Леня же, улыбаясь понемногу всем, заговорил взвешенно, не в полный голос:
— Представьте себе Полину Поликарповну некую, этакую салопницу лет на пятьдесят, — мою хозяйку в Лесном… У нее все болезни, известные медицине, и дюжины две новых, медициной еще не исследованных. И ото всех этих болезней она с утра до ночи стонет, и охает, и движется, как тень. Но все время движется — вот в чем секрет этой Поликарповны; другая бы на ее месте тысячу раз умерла, а она и картошку варит, и ячмень для кофе жарит, целый день вообще хлопочет не приседая, только стонет и охает… У нее — племянник-писец со вставным глазом, с балалайкой и баяном. Этот чуть только придет из учреждения своего, сейчас же или за балалайку, или за баян, и на-чи-на-ет-ся… А в соседней комнате маленькая Кострицкая заливается в самом высоком регистре… Так что можете представить, какая около меня опера все время пелась… А я, между прочим, был ведь ударник, не кое-как. Пятнадцать часов в сутки работал, должен же я был — не скажу отдыхать, а просто хотя выспаться?.. Искусство — прекрасная, конечно, вещь, и Эрмитаж, и «Пиковая дама», и даже роман какой-нибудь, о каком кричат усиленно в газетах, — но вот время, время… В сутках очень мало часов, всего только двадцать четыре… И если, — вот когда настали белые ночи в Ленинграде, — можно было забыть об этих двадцати четырех часах и о ночах вообще, так ведь человек все-таки не железный, о двух ночах подряд забудешь, а потом целые сутки проспишь. В этом загвоздка с искусством… И ведь не требую же я от композиторов и от художников, чтобы они вместе со мной работали еще и по взрывам.
Михаил Петрович сверкнул на него очками и отозвался:
— Есть такое изречение у Козьмы Пруткова: «Специалист флюсу подобен».

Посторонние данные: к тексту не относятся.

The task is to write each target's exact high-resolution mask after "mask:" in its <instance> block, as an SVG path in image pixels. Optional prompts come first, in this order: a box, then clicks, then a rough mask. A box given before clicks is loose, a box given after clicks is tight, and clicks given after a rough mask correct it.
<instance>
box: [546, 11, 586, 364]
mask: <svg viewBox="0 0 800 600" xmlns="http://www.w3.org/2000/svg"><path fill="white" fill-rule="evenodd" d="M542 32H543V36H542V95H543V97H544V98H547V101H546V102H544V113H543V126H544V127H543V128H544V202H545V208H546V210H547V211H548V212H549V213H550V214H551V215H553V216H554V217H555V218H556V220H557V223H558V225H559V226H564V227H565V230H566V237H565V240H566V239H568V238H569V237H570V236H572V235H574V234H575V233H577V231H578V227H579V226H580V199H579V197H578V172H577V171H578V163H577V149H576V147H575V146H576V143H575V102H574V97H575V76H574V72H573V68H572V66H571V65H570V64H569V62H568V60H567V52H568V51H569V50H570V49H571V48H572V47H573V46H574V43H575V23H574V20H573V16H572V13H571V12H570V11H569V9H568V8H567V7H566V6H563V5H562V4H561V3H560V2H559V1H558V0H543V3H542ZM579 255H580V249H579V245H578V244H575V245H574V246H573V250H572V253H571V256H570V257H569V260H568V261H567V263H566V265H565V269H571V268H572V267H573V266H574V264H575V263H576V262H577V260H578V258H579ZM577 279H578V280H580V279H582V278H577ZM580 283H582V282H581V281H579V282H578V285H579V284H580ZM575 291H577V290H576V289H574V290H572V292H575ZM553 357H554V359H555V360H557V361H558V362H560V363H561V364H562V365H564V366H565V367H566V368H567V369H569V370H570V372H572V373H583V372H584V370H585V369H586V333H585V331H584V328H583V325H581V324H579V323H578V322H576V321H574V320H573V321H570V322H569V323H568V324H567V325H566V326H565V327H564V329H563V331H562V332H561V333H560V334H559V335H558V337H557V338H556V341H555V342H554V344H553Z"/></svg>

А Ольга Алексеевна, посмотрев на пустые тарелки у всех, пришла в притворную ярость:
— Крокодилы! Разве можно с такими зверскими аппетитами являться в гости? Беритесь-ка за свои фуражки и уходите! А то и накурили тут еще, — крышу сними, не вытянет. Идите, довольно… Леонида тоже можете взять. Только если он вернется позже двенадцати, я его совсем не впущу.
Гуляли потом все четверо в парке. Говорили и о своем будущем, как оно рисовалось каждому из них, и о заводах, и о шахтах Донбасса, и о своем подвале, четырьмя китами которого они были. Между прочим, Леня спросил о Тане:
— Что это за лаборантка новая появилась у нас в подвале? Дикая какая-то и химии совсем не знает: наливает в уголь перманганат как квас, да еще и размешивает палочкой очень старательно.

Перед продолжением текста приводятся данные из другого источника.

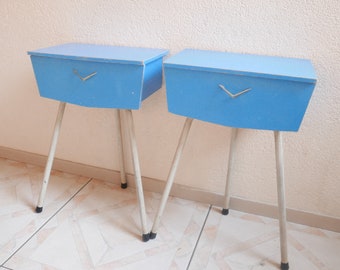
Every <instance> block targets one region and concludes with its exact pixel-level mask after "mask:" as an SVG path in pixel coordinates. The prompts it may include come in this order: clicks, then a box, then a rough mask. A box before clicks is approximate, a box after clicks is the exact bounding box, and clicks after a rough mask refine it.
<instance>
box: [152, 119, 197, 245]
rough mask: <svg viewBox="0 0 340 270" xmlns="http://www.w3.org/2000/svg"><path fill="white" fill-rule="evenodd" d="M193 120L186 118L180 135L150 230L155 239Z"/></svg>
mask: <svg viewBox="0 0 340 270" xmlns="http://www.w3.org/2000/svg"><path fill="white" fill-rule="evenodd" d="M192 121H193V119H191V118H187V119H186V120H185V123H184V126H183V129H182V134H181V137H180V139H179V142H178V146H177V150H176V153H175V156H174V159H173V161H172V166H171V169H170V173H169V176H168V179H167V182H166V185H165V189H164V191H163V195H162V199H161V204H160V206H159V209H158V212H157V215H156V217H155V220H154V223H153V226H152V229H151V232H150V238H151V239H154V238H156V236H157V230H158V227H159V223H160V221H161V218H162V215H163V212H164V208H165V205H166V202H167V200H168V197H169V194H170V190H171V187H172V184H173V182H174V179H175V175H176V171H177V168H178V164H179V160H180V158H181V155H182V152H183V149H184V146H185V143H186V141H187V138H188V134H189V131H190V127H191V124H192Z"/></svg>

— Это Голубинский ее принял, — отозвался Шамов. — А я, признаться, и не разглядел ее как следует.
— Особа действительно дикая, — поддержал Леню Близнюк. — Но есть, представьте, способность неплохо делать карикатуры.
И только Зелендуб заступился за Таню:
— Нет, в химии она кое-что знает и на газовом заводе работала, я справлялся… А что неразвита вообще и в музыке ни в зуб ногой, это конечно.
Павлонии парка очень густо были обвешаны теперь широкими, как лопухи, листьями; березки тоже пока еще не думали засыхать, вопреки мнению многих, скептически настроенных умов, так что смелые замыслы северян и южан из здешнего горсовета вполне себя оправдали.
Леня внимательнейше вглядывался при свете электрических шаров во все кругом и говорил с большим подъемом:
— Нет, черт возьми, как вы себе хотите, а наш город все-таки весьма неплохой город!